Dato che il tema è così diffuso e incontrollabile si potrebbe pensare ad una sorta di legalizzazione del doping sportivo?
“La tua stessa riflessione ha preso le sembianze di una battuta provocatoria divulgata poche settimane fa da Ettore Torri (procuratore nazionale anti-doping del CONI) a proposito del mondo del ciclismo. Tutto l’ambiente l’ha qualificata come infelice ed io sinceramente la penso allo stesso modo”.
Come si comportano i giovani nei confronti del doping sportivo?
“I giovani si comportano in maniera speculare a quella a cui gli adulti li inducono, parlo sia dei genitori che dei tecnici; non sarà mai il ragazzo di quattordici anni, sognatore di grandi trionfi, a chiedere autonomamente di praticare scorciatoie per coronare i suoi sogni”.
Perché anche a livello amatoriale c’è tanta diffusione di sostanze dopanti?
“Su due piedi ti direi “perché siamo degli sciocchi e dei frustrati”. A pensarci bene è solo il cattivo utilizzo ed esasperazione dell’agonismo e dello spirito di competitività che è innato nell’uomo”.
Con quale faccia si ripresenta uno squalificato al rientro nel mondo dello sport?
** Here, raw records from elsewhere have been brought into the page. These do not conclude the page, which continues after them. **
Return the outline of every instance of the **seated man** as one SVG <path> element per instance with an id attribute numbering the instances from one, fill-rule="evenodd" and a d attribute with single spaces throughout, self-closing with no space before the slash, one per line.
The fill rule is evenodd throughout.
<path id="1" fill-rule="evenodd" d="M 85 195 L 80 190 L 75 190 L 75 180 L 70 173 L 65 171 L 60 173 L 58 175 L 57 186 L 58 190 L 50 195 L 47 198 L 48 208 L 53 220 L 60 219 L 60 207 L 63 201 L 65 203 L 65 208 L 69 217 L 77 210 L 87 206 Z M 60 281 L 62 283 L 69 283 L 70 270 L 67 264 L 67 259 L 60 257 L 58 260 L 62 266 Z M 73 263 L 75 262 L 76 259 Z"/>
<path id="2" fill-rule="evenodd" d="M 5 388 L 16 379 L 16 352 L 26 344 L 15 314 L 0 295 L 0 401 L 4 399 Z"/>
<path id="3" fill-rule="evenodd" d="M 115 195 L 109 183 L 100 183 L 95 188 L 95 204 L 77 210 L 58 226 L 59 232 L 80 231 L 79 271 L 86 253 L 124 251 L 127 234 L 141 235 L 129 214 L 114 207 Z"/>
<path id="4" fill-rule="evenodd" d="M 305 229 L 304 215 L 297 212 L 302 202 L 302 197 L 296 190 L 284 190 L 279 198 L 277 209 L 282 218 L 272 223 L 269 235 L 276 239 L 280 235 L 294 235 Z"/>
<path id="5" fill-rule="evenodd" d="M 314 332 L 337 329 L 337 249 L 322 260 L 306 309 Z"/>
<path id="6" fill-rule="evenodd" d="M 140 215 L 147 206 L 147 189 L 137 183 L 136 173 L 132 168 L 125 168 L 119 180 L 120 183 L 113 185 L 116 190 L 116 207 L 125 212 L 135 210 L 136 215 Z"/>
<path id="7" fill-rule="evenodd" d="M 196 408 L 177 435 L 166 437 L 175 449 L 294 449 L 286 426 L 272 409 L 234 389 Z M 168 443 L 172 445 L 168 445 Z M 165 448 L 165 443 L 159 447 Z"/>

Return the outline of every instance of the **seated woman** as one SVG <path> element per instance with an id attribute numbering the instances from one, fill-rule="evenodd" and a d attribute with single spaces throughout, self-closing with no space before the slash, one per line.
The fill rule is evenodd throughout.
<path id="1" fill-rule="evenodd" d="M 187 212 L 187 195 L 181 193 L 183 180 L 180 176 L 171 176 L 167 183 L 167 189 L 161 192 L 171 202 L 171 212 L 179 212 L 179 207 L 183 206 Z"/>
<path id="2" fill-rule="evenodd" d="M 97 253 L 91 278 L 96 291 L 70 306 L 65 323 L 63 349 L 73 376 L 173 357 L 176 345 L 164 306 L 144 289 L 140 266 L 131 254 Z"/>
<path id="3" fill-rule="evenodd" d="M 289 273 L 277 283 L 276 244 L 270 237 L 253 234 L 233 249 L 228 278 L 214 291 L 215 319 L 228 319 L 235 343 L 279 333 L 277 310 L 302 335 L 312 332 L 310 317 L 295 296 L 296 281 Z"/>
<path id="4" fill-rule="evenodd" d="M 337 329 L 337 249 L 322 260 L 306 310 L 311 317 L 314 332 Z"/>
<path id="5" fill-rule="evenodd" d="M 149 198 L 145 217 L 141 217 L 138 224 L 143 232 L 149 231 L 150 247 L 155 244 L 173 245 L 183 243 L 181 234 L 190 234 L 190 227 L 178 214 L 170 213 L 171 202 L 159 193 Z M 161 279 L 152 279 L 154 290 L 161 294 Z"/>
“Bella domanda! Se capitasse a me di ripropormi in un ambiente dopo aver violato le regole del gioco mi ripresenterei, una volta scontata la pena, con l’umiltà e l’entusiasmo di chi vuole dimostrare di essere degno. Per lo più oggi la squalifica viene considerata (a torto) un mero incidente di percorso dal quale risollevarsi con il minor danno economico e di immagine. Attenzione: non parlo solo di ciclismo”.
Pensi che potrebbero chiederti di chiudere  un occhio un giorno o l’altro?
“Lo temo sinceramente, ma per fortuna l’organo a cui appartengo è collegiale”.
Infine, cosa succede quando si dimostra che la frode sportiva non c’è stata? Come si risarcisce l’atleta che nel frattempo è stato sospeso?
“Premesso che nel mondo dello sport le vittime di errori giudiziari sono casi più unici che rari rispetto a quanto accade nella giustizia ordinaria, quando purtroppo accade (o dovesse accadere), è impossibile pensare che esista un corrispettivo idoneo a risarcire l’atleta dalla devastante aggressione mass-mediatica che oggi accompagna e spesso anticipa le decisioni degli organi giudicanti”.